Image Classification and Object Following Functions for Mobile Robots

Authors: Lakshya Jain, Upendra Bhanushali, Rajashree Daryapurkar

DOI Link: https://doi.org/10.22214/ijraset.2022.47142

Abstract

This paper describes the design and implementation of a deployable, multi-modal system executed using Deep Learning with Computer Vision. The system was majorly created using Transfer Learning Algorithms, GoogleNet, and MATLAB, which were then made portable and deployable using a Raspberry Pi with Pi Cam. The neural networks were trained on a dataset consisting of several images and is highly accurate. This system consists of Fire Detection, Face and Intruder Detection, Object Identification, and Animal Identification, and follow me features which are meant to be deployed on a mobile robot such as an autonomous rover, drone, glider, and aquatic robot.

Introduction

I. INTRODUCTION

Forest environments are an essential ecosystem for most animal species around the world. The world's forests are central to several major developmental and environmental issues like climate change, sustainability, and biodiversity.
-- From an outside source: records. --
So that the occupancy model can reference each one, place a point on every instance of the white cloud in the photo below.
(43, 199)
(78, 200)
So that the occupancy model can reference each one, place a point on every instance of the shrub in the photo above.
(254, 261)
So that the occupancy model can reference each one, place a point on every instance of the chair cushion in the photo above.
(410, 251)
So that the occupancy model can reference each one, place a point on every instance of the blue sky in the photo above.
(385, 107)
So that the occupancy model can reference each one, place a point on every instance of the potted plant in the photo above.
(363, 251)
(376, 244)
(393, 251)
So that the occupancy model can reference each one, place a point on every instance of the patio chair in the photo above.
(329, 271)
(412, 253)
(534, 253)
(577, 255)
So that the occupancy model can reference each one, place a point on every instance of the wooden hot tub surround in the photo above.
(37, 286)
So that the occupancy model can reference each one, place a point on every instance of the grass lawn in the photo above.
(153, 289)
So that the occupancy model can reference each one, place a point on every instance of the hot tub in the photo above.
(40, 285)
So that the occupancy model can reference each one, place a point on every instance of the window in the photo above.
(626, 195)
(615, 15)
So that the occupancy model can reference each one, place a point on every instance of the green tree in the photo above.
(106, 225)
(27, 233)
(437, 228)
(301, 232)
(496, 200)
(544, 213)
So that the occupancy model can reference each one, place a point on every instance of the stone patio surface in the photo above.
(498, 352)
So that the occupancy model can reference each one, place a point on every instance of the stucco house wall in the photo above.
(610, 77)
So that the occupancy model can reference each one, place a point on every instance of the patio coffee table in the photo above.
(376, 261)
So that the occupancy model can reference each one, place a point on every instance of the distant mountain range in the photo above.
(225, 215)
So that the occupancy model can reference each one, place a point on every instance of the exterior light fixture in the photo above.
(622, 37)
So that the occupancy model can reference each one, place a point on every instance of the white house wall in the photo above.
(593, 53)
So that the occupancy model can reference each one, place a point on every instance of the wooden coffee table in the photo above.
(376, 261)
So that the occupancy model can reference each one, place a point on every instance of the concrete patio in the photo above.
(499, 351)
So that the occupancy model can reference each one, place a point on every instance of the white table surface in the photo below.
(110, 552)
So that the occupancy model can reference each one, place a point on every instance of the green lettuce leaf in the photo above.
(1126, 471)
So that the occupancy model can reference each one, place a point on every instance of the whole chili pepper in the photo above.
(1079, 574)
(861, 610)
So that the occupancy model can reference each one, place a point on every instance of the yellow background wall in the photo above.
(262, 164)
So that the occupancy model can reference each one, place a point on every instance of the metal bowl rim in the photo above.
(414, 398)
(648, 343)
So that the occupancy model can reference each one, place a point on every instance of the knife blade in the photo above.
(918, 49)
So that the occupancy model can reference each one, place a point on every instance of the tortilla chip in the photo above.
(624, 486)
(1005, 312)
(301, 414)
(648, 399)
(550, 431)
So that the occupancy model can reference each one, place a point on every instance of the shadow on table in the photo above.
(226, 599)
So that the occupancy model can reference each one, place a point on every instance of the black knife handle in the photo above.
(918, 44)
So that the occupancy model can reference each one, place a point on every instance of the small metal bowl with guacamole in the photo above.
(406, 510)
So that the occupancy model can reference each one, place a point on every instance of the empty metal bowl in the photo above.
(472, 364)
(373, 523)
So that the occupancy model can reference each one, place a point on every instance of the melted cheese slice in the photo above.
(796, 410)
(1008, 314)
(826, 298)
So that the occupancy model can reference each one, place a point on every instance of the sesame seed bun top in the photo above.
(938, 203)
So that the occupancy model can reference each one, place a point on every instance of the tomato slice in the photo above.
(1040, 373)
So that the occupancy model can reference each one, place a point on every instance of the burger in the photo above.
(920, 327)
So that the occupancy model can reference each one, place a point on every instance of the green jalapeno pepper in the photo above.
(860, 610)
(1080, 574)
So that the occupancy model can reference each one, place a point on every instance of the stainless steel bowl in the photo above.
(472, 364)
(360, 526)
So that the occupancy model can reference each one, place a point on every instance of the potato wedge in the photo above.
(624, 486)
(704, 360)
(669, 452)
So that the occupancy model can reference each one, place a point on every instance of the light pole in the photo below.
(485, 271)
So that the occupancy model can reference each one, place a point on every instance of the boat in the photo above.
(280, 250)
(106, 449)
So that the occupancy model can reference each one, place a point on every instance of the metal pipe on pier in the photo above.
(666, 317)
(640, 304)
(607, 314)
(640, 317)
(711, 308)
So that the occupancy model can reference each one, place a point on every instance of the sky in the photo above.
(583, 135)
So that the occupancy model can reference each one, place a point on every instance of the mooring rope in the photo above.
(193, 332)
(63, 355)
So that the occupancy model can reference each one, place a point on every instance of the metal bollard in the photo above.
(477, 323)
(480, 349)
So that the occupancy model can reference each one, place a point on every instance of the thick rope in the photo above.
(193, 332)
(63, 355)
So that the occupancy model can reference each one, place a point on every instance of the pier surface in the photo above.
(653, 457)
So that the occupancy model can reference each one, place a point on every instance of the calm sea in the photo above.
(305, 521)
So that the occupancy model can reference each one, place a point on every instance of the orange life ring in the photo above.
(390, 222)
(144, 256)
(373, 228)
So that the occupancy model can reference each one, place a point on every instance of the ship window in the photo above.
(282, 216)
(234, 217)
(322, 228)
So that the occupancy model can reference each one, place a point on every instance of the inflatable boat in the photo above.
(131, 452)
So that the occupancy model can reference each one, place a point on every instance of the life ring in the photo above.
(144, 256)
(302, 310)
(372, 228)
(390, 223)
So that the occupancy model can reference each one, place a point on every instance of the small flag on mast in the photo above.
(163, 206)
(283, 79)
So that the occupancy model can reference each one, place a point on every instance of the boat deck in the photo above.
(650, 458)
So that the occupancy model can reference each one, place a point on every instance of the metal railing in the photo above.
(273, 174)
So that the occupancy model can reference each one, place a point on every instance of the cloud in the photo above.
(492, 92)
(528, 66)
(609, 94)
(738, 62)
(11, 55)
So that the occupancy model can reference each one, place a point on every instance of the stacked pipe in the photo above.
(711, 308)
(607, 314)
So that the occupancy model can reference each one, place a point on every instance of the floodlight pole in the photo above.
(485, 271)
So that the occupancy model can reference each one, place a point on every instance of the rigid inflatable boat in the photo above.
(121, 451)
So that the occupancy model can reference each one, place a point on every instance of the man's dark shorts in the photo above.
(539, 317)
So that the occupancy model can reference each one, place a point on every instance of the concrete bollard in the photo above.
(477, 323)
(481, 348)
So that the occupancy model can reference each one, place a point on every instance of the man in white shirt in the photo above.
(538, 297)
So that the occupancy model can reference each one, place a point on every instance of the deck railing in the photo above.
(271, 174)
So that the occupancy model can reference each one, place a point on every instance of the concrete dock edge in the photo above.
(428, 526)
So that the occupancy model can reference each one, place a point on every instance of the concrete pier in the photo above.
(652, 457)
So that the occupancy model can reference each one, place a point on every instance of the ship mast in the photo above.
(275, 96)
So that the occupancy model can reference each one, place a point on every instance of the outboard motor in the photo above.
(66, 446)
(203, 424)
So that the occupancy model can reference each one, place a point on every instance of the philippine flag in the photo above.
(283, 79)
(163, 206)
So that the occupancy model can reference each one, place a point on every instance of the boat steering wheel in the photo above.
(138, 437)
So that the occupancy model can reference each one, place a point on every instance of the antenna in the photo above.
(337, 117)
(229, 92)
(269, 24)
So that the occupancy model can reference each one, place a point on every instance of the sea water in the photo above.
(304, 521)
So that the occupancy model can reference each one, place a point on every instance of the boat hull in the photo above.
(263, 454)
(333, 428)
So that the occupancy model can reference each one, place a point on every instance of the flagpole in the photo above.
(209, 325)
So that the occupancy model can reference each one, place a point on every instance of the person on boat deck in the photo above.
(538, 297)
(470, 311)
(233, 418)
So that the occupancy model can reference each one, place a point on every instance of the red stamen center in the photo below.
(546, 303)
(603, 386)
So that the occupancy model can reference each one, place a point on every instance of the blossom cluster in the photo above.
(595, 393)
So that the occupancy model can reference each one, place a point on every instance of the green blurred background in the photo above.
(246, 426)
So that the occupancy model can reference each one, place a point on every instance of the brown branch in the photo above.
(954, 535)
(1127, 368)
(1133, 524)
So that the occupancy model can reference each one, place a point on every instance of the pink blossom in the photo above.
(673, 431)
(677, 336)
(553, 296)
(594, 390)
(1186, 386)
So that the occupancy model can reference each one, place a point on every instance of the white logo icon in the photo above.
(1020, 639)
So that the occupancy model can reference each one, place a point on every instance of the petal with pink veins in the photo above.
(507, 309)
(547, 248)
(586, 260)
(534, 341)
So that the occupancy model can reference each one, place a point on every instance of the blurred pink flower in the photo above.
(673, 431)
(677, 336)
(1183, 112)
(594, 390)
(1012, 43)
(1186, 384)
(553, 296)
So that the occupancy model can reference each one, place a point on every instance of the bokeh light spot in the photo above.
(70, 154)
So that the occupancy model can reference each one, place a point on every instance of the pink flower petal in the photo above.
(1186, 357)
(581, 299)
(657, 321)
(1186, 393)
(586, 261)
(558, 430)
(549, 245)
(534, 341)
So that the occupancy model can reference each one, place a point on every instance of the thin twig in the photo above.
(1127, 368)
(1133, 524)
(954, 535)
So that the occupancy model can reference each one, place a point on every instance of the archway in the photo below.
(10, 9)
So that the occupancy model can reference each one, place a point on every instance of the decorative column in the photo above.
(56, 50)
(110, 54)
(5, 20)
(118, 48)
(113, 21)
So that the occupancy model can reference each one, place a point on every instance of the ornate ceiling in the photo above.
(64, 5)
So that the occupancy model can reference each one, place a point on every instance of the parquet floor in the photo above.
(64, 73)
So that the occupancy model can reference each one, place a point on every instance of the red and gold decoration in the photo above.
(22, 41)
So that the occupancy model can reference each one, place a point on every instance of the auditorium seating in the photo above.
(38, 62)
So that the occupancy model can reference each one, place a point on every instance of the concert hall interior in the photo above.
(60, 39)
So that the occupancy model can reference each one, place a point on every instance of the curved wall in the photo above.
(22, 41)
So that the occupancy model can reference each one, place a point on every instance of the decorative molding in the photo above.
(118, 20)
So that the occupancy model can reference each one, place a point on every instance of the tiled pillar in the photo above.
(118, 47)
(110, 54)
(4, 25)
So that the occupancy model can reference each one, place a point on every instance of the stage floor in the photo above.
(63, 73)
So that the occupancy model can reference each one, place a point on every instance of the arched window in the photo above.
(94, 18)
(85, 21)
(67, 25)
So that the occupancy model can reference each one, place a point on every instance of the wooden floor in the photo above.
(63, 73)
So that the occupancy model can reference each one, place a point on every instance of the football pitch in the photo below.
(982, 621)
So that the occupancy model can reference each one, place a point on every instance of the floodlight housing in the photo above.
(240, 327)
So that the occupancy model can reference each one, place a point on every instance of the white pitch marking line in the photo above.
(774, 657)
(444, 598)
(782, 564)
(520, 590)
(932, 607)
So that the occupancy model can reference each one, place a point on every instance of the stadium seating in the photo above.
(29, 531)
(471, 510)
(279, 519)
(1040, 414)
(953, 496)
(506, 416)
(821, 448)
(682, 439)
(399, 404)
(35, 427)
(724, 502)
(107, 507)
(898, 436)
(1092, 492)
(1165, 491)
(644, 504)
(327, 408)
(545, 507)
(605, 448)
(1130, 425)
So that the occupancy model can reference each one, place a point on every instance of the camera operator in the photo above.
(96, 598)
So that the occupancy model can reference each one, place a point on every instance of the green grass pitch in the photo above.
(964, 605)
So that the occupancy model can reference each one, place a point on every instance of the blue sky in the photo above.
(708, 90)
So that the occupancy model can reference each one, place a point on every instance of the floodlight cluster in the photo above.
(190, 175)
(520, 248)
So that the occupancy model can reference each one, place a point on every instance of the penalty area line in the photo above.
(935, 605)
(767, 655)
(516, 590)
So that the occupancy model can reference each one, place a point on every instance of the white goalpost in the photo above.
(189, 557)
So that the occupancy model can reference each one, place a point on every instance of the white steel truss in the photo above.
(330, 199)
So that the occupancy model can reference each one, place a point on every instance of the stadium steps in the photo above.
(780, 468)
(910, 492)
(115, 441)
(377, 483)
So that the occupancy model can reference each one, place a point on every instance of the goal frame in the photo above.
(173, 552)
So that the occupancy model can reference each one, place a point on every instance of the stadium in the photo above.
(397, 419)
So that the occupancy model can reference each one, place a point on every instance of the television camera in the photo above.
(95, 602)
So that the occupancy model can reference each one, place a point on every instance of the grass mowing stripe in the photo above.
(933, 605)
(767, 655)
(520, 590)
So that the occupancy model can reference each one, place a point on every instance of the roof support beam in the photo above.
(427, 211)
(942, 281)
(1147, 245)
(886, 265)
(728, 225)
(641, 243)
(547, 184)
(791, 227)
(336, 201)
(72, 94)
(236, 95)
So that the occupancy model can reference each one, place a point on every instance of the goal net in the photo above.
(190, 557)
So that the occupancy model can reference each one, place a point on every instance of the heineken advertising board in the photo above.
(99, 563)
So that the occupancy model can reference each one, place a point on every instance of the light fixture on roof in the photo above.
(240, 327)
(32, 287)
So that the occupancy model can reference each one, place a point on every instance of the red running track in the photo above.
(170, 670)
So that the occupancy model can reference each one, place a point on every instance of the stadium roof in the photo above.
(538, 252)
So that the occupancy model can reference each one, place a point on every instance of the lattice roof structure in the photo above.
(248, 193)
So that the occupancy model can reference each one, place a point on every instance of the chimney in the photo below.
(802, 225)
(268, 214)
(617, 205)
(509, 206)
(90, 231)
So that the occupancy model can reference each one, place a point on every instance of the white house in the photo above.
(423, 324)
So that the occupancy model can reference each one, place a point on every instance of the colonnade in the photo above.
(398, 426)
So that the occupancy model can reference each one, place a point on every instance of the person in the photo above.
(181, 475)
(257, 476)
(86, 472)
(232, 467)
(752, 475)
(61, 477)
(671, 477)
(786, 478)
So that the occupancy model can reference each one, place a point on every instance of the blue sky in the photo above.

In the past few centuries, around forty-five percent of the earth's original forest cover has been lost due to urbanization, deforestation, degradation, and fragmentation of forests. Several malicious activities like hunting and poaching endangered species cause biodiversity problems and hence compromise the health of the forest. It is necessary to ensure that the ecosystem's health, such as forest areas, is adequately maintained. For the sustainability of forests and countries, it is necessary to monitor and track the health of forest areas. Global forest assessments provide information on development, changes, or progress in forests and forestry, which is required for decision-making on a national and international level. Therefore, collecting and compiling information related to our forest areas is essential. Since we have limited tools for monitoring the forest, this is where the need for innovation rises.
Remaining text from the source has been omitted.